Boa Leitura
O calceteiro
O pai nunca vinha. A esposa e filho é quem o representavam. Ela tinha o corpo franzino, a expressão cansada, mas o semblante era suave. Era faxineira.
O filho tinha seus 15 anos. Pálido, muito magro. Sóbrio, pouco falava, mas quando o fazia as palavras nasciam limpas.
Família pequena. Pai, mãe e filho. O pai era funcionário público municipal. Calceteiro. Estranhei. Calceteiro? Me explicaram que era trabalho de assentar pedras de calçamento de ruas. Trabalho pesado, que ele fazia todo dia, fizesse sol ou chuva, contava a esposa, sorridente. Com certeza ela se orgulhava dele.
Quando eu perguntava por ele, respondiam que ele dizia que banco não era lugar para um calceteiro que andava sujo e mal vestido.
Passei a admirar aquela pequena família. Eram profundamente humildes, mas percebia-se que havia uma harmoniosa relação de confiança e de amor entre eles.
Decorrido o processo de análise do crédito, a data da assinatura do contrato foi marcada para uma segunda-feira. No dia o movimento da agência foi muito maior do que o esperado. Eu atendia clientes especiais numa sala reservada, ao mesmo tempo que assinava os contratos de financiamento agendados. Em meio àquela confusão, pessoas entravam e saíam a todo momento. Vi quando chegaram, novamente juntos, mãe e filho. Se encolheram em um canto, de pé, quietos. Eu estava muito curioso. Onde estaria o pai, que eu desejava tanto conhecer? As portas da agência já sendo fechadas, e eu absorto autenticava e separava documentos.

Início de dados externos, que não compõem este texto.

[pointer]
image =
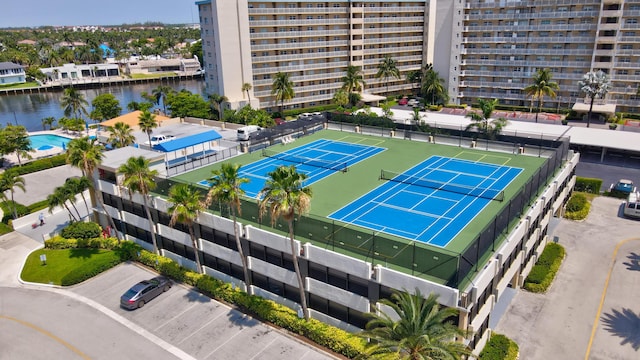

Quando me dei conta, já não havia mais clientes. Só a mãe e o filho, que ainda de pé aguardavam. Chamei-os e entreguei o contrato para que assinassem. O filho saiu da saleta e voltou, pouco depois, acompanhado de um senhor cabisbaixo. Era um homem de aparência rude, beirando ao grotesco. Tinha a barba mal-feita, o cabelo desgrenhado, a roupa suja de terra. Não falou. Esperou calado enquanto a esposa assinava o contrato. Só quando o chamei, me olhou pela primeira vez. Seu olhar me deixou paralisado. Havia nele algo que eu não compreendia, me perturbava. Ficamos assim por algum tempo, e enfim consegui me desvencilhar do seu olhar angustiado e notei que ele ainda não assinara o contrato. Perguntei se ele tinha alguma dúvida, e novamente aquele olhar me atordoou.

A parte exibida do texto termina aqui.